Course, I gotta stay in character. If you’re depressed, you gotta act depressed. But I act sharp enough to make the other street folk nervous—just a bit—and they leave me alone. And I don’t stay outside every day. There are shelters, but you gotta know which shelters, and which bunks to use, and where the exits are.

  Benny told me all about it.

  Yeah, Benny was a good guy. He taught me how to live on disability and how to hide extra wealth in bus and train lockers.

  Well, if your social worker sees you doing too good, she’ll think you’re ready for job training. So you never wear your best stuff when you go there, or to the shrink. You make the occasional showing at a soup kitchen, or a church preach-n-eat. You don’t shave or shower every day either, but that’s easy.

  So everybody’s got a stash. For emergencies. Usually it’s money, sometimes it’s clothes, often it’s food.

  Of course the money is earned under-the-table.
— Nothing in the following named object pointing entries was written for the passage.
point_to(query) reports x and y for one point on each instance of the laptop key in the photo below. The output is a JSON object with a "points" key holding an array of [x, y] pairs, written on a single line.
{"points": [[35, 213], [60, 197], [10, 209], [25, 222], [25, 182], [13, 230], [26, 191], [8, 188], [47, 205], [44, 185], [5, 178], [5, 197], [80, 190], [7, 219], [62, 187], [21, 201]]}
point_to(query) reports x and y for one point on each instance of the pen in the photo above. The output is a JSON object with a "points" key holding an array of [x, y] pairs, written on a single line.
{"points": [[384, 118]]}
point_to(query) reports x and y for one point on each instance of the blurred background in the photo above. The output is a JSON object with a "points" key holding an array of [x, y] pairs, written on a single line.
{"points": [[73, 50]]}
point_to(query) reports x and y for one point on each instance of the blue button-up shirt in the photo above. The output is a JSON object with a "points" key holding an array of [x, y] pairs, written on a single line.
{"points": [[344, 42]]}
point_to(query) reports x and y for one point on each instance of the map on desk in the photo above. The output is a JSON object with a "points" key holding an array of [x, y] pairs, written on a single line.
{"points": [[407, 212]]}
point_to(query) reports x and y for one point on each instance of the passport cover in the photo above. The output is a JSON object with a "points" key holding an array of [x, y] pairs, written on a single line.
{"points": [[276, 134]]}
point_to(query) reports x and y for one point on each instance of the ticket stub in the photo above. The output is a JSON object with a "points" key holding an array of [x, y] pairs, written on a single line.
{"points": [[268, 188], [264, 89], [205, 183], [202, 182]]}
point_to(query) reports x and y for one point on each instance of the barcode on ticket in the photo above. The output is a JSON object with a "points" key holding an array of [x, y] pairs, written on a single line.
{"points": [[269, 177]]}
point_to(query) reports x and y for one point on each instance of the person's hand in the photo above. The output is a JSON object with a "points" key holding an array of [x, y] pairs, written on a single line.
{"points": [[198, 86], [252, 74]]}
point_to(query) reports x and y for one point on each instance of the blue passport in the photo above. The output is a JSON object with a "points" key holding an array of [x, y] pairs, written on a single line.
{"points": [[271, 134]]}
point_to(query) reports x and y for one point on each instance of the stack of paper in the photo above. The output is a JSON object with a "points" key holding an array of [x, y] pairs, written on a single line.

Who wants to tell the government they’re employable?

  Yeah, with the new regs, finding off-the-books work is dicey. But you can accumulate goodies in other ways.

  Stealing? A lot do. I don’t. Been stolen from, so I know how it feels. My niche is dumpster-diving. Benny taught me.

  Of course not. You gotta pick the right dumpster. F’rinstance, you don’t dive in the dumpster behind a restaurant. Very nasty. But diving in one behind a haberdashery or shoe store can get you some nice cast-offs.

  Thanks. I like the jacket, too.

  No, it’s not my best find. My best was a pair of wing-tips I fished from a garbage can over on Heywood. No, I wasn’t diving the can. I was looking for a place to stow my trash. I’m not a litterbug, y’know.

  But there in the can were these wing-tips. Brown, full leather uppers with leather half-soles and rubber heels. Looked brand-new. Figured they must not have fit someone, so they tossed them.

  Well, maybe they lost the receipt for the store and couldn’t exchange ‘em anymore. What do I know?